NSConnection recursion -- (was Re: Long term performance of NSConnection)
NSConnection recursion -- (was Re: Long term performance of NSConnection)
- Subject: NSConnection recursion -- (was Re: Long term performance of NSConnection)
- From: Kevin Brock <email@hidden>
- Date: Tue, 07 Jul 2009 11:25:29 -0700
Kirk Kerekes wrote:
Use Activity Monitor (or other tool of your choice) to check for a
port leak.
It wasn't that...
Turns out that the protocol on the connection had a call which took an
Objective C object as a parameter.

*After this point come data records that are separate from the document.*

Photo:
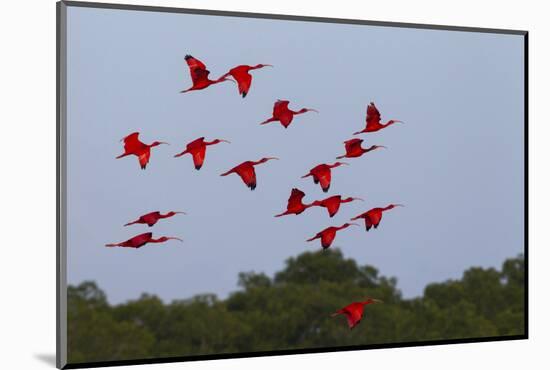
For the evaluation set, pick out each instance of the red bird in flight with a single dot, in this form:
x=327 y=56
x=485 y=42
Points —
x=354 y=148
x=199 y=75
x=246 y=171
x=354 y=311
x=332 y=204
x=322 y=174
x=283 y=114
x=197 y=148
x=374 y=216
x=142 y=239
x=152 y=218
x=295 y=205
x=373 y=120
x=133 y=146
x=243 y=77
x=327 y=235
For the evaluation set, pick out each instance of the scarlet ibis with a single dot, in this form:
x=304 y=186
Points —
x=283 y=114
x=243 y=77
x=246 y=171
x=199 y=75
x=322 y=174
x=295 y=205
x=152 y=218
x=197 y=148
x=142 y=239
x=373 y=120
x=374 y=216
x=354 y=311
x=133 y=146
x=327 y=235
x=332 y=204
x=354 y=148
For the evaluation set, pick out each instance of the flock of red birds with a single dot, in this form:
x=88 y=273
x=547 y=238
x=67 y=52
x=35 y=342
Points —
x=321 y=174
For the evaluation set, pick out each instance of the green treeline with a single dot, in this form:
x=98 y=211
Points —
x=292 y=311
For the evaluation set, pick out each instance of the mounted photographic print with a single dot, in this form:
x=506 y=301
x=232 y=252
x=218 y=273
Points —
x=236 y=184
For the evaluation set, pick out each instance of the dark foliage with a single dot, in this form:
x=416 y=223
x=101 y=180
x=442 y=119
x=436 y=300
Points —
x=292 y=311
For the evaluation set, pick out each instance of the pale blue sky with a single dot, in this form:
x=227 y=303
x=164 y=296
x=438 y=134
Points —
x=457 y=163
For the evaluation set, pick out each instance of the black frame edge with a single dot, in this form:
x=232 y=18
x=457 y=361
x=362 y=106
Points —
x=61 y=275
x=287 y=17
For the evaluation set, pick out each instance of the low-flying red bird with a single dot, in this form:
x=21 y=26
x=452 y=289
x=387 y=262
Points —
x=374 y=216
x=295 y=205
x=152 y=218
x=283 y=114
x=332 y=204
x=197 y=148
x=246 y=171
x=373 y=120
x=142 y=239
x=354 y=148
x=354 y=311
x=243 y=77
x=327 y=235
x=133 y=146
x=322 y=174
x=199 y=75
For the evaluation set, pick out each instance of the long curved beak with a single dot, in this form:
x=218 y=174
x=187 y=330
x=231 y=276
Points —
x=375 y=300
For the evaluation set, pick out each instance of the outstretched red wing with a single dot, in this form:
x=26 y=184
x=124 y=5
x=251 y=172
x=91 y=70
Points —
x=141 y=239
x=373 y=115
x=374 y=217
x=197 y=69
x=144 y=158
x=324 y=180
x=280 y=107
x=198 y=155
x=354 y=313
x=244 y=79
x=195 y=143
x=327 y=237
x=352 y=145
x=295 y=198
x=132 y=143
x=332 y=205
x=248 y=175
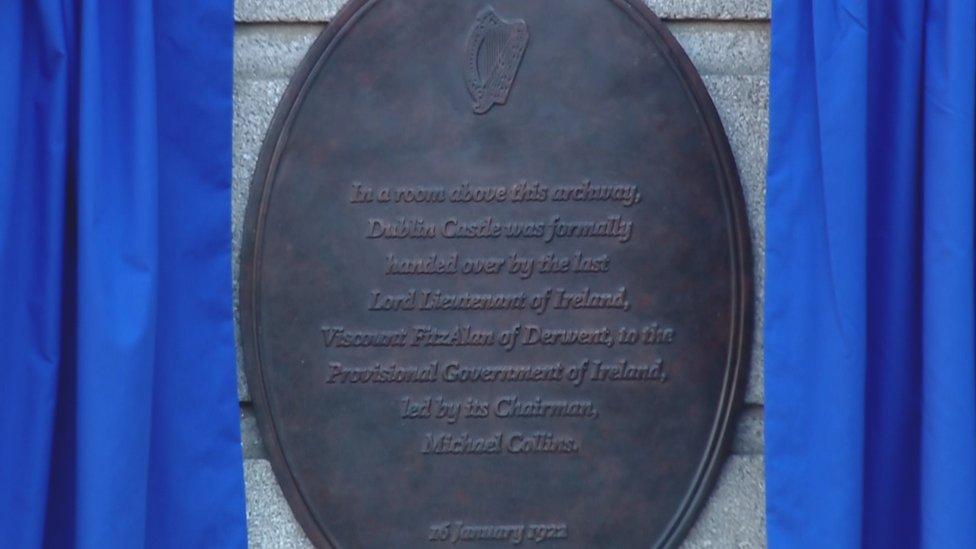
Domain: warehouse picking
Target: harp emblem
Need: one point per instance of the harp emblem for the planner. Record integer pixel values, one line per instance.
(493, 54)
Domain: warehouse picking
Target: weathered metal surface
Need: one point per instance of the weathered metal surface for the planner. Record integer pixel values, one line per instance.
(495, 281)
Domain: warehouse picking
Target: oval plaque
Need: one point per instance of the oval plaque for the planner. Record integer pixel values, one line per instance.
(495, 283)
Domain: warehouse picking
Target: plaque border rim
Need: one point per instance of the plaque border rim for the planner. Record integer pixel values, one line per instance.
(738, 362)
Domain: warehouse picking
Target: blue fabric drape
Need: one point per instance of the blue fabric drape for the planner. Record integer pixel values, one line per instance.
(118, 409)
(870, 337)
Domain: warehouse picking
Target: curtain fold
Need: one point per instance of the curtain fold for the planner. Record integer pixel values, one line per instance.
(870, 336)
(118, 412)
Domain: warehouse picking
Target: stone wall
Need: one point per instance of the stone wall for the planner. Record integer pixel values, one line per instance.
(728, 41)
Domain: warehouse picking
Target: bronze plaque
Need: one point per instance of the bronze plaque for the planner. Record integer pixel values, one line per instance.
(495, 283)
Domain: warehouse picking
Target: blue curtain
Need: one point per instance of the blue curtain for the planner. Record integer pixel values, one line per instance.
(118, 413)
(870, 337)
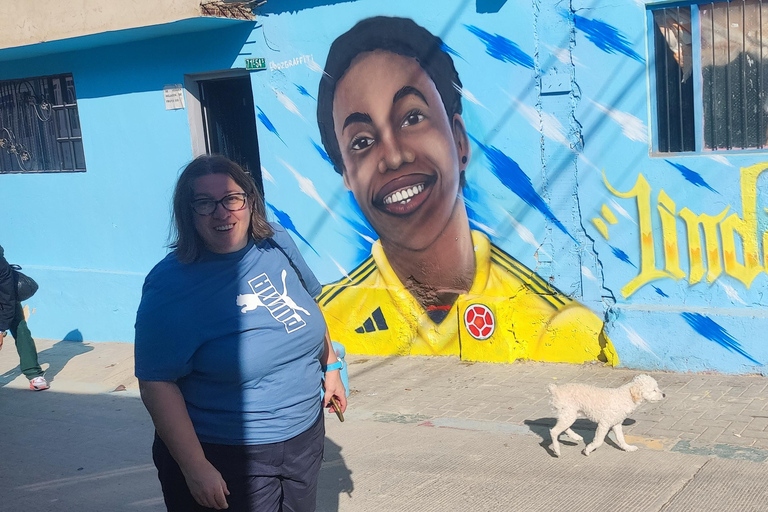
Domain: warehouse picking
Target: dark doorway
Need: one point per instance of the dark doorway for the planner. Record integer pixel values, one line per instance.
(230, 122)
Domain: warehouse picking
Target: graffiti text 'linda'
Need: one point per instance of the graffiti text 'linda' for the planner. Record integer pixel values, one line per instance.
(739, 236)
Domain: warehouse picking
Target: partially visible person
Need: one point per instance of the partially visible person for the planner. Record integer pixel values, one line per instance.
(231, 352)
(12, 318)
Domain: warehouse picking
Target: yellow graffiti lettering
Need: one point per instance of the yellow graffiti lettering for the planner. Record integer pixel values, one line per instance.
(746, 228)
(694, 223)
(666, 209)
(739, 236)
(648, 271)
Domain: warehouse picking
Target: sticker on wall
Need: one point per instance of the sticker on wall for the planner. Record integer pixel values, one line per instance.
(174, 96)
(479, 321)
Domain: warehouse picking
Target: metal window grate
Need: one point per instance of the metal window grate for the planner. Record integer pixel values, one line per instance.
(674, 80)
(733, 74)
(40, 125)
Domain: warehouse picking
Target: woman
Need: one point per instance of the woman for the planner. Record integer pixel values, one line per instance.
(389, 113)
(230, 349)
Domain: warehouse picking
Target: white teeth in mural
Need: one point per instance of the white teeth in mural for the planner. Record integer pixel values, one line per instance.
(289, 105)
(731, 292)
(306, 186)
(525, 234)
(588, 274)
(632, 127)
(636, 340)
(624, 213)
(267, 176)
(404, 196)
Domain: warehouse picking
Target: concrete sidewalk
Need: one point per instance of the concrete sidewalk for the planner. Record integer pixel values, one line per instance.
(420, 434)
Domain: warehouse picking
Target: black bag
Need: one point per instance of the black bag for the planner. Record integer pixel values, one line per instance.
(25, 285)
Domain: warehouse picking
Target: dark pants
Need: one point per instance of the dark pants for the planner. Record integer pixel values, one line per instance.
(275, 477)
(25, 345)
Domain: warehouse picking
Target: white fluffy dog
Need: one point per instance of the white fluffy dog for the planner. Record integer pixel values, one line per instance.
(608, 407)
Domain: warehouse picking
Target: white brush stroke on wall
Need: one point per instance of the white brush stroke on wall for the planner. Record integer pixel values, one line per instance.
(306, 186)
(624, 213)
(632, 127)
(637, 340)
(564, 56)
(469, 96)
(265, 174)
(525, 235)
(731, 292)
(720, 159)
(289, 105)
(588, 274)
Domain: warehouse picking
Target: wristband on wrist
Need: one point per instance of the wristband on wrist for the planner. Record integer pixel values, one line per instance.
(333, 366)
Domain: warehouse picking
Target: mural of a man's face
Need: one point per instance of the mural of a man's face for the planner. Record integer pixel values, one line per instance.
(402, 154)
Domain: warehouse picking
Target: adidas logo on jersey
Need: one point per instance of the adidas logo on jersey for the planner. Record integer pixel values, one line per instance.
(373, 323)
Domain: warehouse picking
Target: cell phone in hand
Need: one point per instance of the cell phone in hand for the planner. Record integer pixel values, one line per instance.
(337, 408)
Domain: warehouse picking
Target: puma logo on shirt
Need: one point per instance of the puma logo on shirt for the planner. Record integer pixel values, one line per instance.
(280, 305)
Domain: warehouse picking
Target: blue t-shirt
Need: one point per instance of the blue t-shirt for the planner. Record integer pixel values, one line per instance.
(240, 336)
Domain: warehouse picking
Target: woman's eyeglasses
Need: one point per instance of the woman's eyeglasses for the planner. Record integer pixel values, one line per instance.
(232, 202)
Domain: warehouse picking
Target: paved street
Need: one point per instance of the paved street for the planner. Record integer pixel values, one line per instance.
(427, 434)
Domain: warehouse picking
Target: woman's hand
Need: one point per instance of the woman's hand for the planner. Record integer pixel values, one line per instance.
(334, 387)
(207, 485)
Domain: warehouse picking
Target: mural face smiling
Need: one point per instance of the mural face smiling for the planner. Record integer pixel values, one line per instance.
(402, 155)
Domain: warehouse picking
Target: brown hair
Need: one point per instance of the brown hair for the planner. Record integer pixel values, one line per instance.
(185, 239)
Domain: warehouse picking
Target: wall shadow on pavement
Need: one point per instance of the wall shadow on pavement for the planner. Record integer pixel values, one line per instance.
(585, 428)
(57, 357)
(76, 452)
(335, 478)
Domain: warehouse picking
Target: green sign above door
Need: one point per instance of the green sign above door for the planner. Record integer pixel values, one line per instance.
(255, 64)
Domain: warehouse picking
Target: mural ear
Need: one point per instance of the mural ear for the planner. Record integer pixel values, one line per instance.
(462, 141)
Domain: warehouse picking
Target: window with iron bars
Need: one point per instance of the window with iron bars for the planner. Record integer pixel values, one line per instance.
(40, 125)
(710, 76)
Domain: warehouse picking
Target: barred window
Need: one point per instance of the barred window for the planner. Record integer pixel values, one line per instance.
(40, 125)
(711, 76)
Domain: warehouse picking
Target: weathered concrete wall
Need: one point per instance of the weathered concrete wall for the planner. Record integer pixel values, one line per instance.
(36, 21)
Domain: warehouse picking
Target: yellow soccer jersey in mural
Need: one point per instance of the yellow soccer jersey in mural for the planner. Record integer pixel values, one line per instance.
(509, 313)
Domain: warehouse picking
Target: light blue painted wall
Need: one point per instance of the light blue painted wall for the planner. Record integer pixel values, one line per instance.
(90, 238)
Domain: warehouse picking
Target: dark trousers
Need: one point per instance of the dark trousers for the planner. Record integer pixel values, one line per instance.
(275, 477)
(25, 344)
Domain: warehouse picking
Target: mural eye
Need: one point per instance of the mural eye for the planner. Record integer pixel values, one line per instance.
(413, 117)
(360, 143)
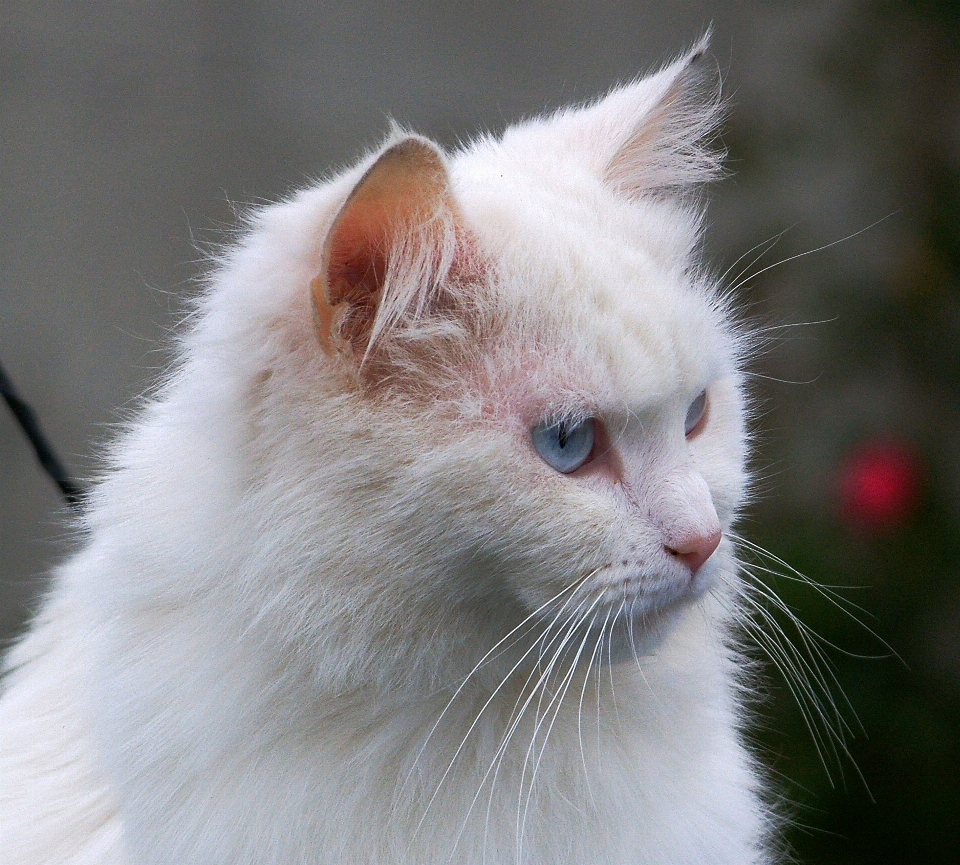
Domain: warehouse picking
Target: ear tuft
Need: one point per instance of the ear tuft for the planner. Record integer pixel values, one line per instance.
(654, 135)
(670, 148)
(389, 243)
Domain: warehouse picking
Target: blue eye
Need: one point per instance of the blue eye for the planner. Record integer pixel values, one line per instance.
(564, 445)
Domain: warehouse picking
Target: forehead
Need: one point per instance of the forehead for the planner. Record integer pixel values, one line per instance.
(599, 288)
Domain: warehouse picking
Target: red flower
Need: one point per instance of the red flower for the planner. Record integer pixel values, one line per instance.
(879, 484)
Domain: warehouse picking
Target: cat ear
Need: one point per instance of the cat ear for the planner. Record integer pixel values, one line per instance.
(391, 241)
(653, 135)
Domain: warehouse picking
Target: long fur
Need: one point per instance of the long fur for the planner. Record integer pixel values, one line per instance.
(333, 608)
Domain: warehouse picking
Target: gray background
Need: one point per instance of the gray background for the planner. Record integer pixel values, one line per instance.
(129, 133)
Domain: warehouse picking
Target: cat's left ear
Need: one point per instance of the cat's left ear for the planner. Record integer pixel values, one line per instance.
(652, 135)
(390, 244)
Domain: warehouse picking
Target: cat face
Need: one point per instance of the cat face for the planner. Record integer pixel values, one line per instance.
(530, 386)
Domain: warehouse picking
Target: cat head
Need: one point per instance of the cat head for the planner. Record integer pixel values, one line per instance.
(499, 379)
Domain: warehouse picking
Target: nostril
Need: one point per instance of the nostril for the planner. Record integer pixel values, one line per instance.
(695, 550)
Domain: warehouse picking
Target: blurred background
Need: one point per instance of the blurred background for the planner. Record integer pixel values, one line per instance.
(130, 131)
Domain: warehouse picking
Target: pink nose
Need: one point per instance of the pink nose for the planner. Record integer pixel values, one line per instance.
(695, 550)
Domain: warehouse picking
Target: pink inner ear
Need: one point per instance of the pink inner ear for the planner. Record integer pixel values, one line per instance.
(403, 190)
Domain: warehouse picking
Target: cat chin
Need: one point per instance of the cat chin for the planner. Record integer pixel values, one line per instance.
(628, 623)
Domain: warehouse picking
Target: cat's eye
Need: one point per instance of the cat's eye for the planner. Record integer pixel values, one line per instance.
(696, 415)
(564, 445)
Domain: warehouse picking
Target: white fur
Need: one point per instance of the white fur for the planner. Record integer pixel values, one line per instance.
(264, 653)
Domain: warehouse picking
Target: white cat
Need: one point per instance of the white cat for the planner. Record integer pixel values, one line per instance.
(422, 552)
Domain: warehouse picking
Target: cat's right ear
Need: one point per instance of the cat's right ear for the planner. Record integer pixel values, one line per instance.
(391, 241)
(653, 135)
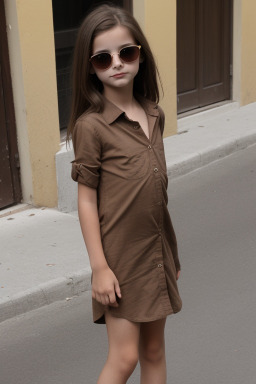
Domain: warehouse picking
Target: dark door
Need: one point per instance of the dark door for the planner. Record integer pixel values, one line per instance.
(10, 192)
(203, 52)
(67, 16)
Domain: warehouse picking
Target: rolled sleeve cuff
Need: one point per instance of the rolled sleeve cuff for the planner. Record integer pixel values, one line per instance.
(84, 175)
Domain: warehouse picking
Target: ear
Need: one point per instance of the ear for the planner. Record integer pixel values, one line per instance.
(92, 72)
(141, 58)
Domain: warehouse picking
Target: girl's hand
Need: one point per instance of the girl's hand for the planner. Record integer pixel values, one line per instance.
(105, 287)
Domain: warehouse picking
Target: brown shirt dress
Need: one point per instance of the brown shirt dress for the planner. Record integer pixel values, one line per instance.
(113, 155)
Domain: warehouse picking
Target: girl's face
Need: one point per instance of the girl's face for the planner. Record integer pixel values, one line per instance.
(119, 74)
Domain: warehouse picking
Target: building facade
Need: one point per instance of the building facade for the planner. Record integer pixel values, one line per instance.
(205, 51)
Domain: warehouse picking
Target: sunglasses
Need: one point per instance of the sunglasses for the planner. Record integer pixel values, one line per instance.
(103, 60)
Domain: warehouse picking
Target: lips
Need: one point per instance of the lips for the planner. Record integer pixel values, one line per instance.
(119, 75)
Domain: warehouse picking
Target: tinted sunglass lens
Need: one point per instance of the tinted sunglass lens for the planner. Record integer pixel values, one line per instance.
(102, 60)
(129, 54)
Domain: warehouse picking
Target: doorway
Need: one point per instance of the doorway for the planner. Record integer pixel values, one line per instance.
(10, 190)
(203, 53)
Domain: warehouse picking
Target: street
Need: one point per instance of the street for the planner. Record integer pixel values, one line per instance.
(212, 340)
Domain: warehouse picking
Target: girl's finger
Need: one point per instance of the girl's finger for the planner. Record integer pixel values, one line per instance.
(112, 300)
(117, 289)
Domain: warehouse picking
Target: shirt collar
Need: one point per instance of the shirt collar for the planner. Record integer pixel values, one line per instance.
(111, 112)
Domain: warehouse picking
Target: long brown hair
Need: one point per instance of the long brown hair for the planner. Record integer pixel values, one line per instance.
(86, 88)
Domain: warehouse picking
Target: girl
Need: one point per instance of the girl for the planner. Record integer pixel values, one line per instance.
(117, 127)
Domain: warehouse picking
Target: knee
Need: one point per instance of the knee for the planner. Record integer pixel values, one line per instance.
(153, 353)
(127, 361)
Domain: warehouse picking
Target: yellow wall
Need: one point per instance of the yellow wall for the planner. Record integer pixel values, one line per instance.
(248, 52)
(158, 20)
(32, 57)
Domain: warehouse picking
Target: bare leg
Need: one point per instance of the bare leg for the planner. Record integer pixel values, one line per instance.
(123, 338)
(152, 352)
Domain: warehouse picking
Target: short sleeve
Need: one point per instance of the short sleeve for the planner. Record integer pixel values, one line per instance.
(87, 148)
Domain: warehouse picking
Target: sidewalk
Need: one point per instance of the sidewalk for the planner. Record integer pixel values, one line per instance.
(42, 254)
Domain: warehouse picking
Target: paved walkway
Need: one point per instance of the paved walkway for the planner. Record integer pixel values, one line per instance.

The parameter wasn't declared as
/byref/ or /bycopy/, so I believe it defaulted to /byref/.
In the remote function, that object was being sent a message, which
appeared to call back into the original process.
There was only one part of the object that was being used, an integer,
so I changed the API to pass the integer value instead of the object,
and the performance problems went away. Possibly declaring it as
/bycopy/ would have done the same thing, but there was no point in
copying the entire object when we only needed one piece of it.
It's not completely clear why the performance hit was cumulative. I
suspect that the call back to the original process was creating
connections on the fly and not cleaning them up. If that's the case I
think it's a bug in the NSDistantObject code.